In the study areas, about 98.3% of the sample respondents sold their honey to the nearest local market and only few (1.7%) sold at their home. In the market the main customers of honey were ‘Tej’ houses (55.6%), middlemen’s (82.2%), retailers (54.6%), whole sellers (48.3%) and beekeepers co-operative (5.6%) (Table 9). Tessega [26] reported the same idea. The supply and demand analysis of the honey showed very high (52.5%), high (20.5%), medium (11.2%), low (1.7%) and very low (14%) and the supply was not enough (79.3%), enough (20.1%) and excess (0.6%). This result revealed that the supply and demand on market is going on opposite direction which shows un-balanced way of marketing system calling for productivity enhancing interventions.

Customers category Who are your customers?  
  YES ( in % ages) No ( in % ages)
Tej’ houses 55.6 44.6
Middlemen 82.2 17.7
Retailers 54.6 45.4
Wholesalers 48.3 51.7
Beekeepers co-operative 5.6 94.4

Table 9: Percentages of honey customers on market in the study districts.

In the study area as a whole, collecting and selling of beeswax and other hive products by beekeepers was not known or started. Even in the area the beekeepers awareness about other hive products is very low. Therefore, future beekeeping intervention is very crucial in the area on bee products diversification to contribute to improved livelihoods of the community [29].


Beekeeping practices in Bale is an ancient farming activity which was practiced as a side line activity with other farm activities. It is a potential with full available resources. But, its development is still at infant stage and this is due to poor extension services. Based on the finding of this study, it can be concluded that beekeeping in the study areas is dominantly defined as men’s job with only few women beekeepers involved. But, women play important role in the marketing of honeybee products. Survey data indicated that beekeepers in the area had deep indigenous knowledge of traditional production system. In the area three beekeeping production systems were identified, with traditional beekeeping dominating up to 98.26% being practiced in two forms (forest and back yard beekeeping) with transitional and frame beehive beekeeping accounting 0.38% and 1.36% of the production system, respectively. Based on this, a conclusion can be drawn that beekeepers did not fully benefited from this sub-sector.

This study also identified application of herbicides and pesticides, pests, lack of beekeeping equipment’s, shortages of bee forages, lack of improved beehives, migration, absconding, lack of extension services, swarming, death of bee colonies, marketing problems, drought, and lack of bee colonies as major beekeeping challenges of the study areas.

Therefore, from the present study the following points can be forwarded and recommended:

➢ Emphasis should be given to rigorous training program for the community focusing on the practical aspects of beekeeping and involvement of women and youth on improved beekeeping technologies to raise awareness and promotion of beekeeping.

➢ Owing to the presently identified very weak beekeeping extension service in the area, strengthening the extension services is suggested.
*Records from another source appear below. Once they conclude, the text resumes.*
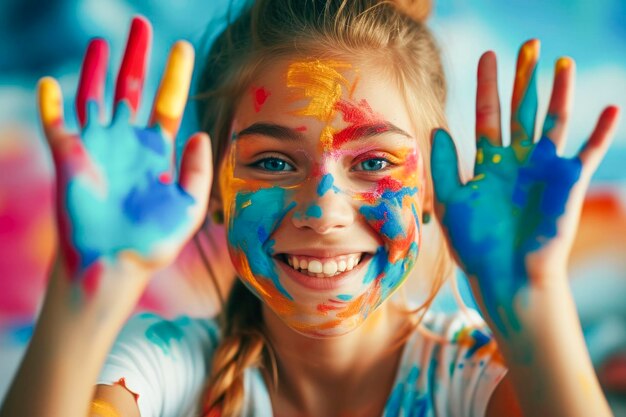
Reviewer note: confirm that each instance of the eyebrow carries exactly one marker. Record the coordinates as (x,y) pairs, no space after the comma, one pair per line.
(347,134)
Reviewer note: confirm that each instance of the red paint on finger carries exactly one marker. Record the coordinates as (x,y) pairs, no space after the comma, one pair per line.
(92,76)
(132,71)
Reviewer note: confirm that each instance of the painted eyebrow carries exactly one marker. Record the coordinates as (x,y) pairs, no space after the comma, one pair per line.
(355,132)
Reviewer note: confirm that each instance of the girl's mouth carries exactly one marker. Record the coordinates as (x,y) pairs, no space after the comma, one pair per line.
(322,273)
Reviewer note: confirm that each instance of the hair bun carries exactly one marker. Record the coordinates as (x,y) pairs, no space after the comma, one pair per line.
(418,10)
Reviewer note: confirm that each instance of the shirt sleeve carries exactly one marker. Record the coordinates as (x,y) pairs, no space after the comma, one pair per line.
(470,366)
(164,363)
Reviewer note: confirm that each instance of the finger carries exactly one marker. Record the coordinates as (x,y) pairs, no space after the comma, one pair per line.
(171,97)
(524,100)
(196,170)
(444,166)
(132,71)
(555,124)
(595,148)
(487,101)
(90,93)
(50,100)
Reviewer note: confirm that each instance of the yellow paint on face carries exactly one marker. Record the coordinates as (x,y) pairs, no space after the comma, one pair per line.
(50,102)
(479,156)
(172,95)
(102,408)
(321,82)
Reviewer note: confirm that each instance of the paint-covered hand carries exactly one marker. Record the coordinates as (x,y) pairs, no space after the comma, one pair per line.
(512,225)
(116,195)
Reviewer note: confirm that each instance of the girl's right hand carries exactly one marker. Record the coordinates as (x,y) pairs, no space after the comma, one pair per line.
(117,200)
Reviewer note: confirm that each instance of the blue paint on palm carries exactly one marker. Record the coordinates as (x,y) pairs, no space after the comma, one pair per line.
(263,211)
(127,207)
(494,222)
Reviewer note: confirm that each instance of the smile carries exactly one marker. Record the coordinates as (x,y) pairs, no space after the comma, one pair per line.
(322,273)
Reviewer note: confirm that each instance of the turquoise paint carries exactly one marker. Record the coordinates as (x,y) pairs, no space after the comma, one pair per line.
(527,111)
(326,183)
(495,222)
(163,333)
(261,211)
(127,207)
(314,211)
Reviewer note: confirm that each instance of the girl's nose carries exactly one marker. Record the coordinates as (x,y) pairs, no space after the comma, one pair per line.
(329,210)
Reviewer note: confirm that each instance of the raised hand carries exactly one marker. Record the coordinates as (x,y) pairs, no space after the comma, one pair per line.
(512,225)
(117,199)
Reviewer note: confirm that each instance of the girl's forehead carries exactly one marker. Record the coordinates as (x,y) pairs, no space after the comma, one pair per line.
(321,92)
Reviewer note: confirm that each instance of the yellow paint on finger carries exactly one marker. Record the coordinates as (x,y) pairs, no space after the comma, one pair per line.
(563,64)
(172,95)
(103,409)
(50,102)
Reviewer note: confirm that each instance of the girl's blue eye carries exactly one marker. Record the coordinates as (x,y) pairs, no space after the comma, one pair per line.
(274,165)
(374,164)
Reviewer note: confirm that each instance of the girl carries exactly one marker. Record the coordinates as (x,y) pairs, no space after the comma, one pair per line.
(327,120)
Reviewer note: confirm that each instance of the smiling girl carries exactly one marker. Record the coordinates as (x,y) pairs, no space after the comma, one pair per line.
(326,120)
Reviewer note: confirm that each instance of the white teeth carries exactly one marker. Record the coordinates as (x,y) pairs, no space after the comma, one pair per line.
(350,264)
(330,268)
(315,267)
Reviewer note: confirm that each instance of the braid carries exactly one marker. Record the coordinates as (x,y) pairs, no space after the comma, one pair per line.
(243,345)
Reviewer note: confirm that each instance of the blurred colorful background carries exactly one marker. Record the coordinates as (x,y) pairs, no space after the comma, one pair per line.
(40,38)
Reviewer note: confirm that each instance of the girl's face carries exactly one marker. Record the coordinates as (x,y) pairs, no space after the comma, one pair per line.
(322,185)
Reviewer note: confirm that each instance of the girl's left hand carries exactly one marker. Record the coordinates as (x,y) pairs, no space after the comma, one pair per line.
(512,225)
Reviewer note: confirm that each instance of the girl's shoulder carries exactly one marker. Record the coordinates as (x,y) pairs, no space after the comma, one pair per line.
(164,362)
(450,366)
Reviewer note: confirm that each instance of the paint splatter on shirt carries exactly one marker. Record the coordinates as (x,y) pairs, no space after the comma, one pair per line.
(451,371)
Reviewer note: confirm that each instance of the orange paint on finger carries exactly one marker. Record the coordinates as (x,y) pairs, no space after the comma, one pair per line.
(528,55)
(50,102)
(103,409)
(172,95)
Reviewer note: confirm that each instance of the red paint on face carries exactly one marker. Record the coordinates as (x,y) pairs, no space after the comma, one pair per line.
(259,96)
(385,184)
(357,115)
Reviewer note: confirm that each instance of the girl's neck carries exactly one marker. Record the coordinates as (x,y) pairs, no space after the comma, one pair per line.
(341,370)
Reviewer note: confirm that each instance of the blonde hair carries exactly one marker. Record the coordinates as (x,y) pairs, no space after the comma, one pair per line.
(369,31)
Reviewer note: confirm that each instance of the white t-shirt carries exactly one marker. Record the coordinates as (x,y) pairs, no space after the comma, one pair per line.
(451,371)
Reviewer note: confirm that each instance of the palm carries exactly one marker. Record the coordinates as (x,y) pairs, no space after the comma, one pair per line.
(520,194)
(115,192)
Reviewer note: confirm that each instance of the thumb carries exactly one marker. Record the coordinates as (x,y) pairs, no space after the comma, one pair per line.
(444,166)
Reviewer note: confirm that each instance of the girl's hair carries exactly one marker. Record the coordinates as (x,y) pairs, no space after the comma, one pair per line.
(367,31)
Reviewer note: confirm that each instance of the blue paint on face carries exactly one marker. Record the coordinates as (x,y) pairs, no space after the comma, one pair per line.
(263,211)
(326,183)
(127,207)
(314,211)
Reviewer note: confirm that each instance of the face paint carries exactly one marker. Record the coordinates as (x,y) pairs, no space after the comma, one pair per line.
(256,210)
➢ Although there is a bee products price increasing trend, still bee products marketing in Bale zone is informal and lacks structure. Hence, establishing market networks and developing market information delivery system for bee products is paramount importance to bring price incentive development stimulation.


We would like to acknowledge the Sinana Agricultural Research Center for material and financial supports. Many thanks to Enumerators Temaro Gelgelu, Getachew Asefa, Teklu Wegi, Aliyi Kedu, Mulugeta Eshetu, and Chala Gutema for their moral and patience to collect data with us. We appreciate all interviewed beekeepers for their hospitality and willingness to share their indigenous knowledge of beekeeping in the study area.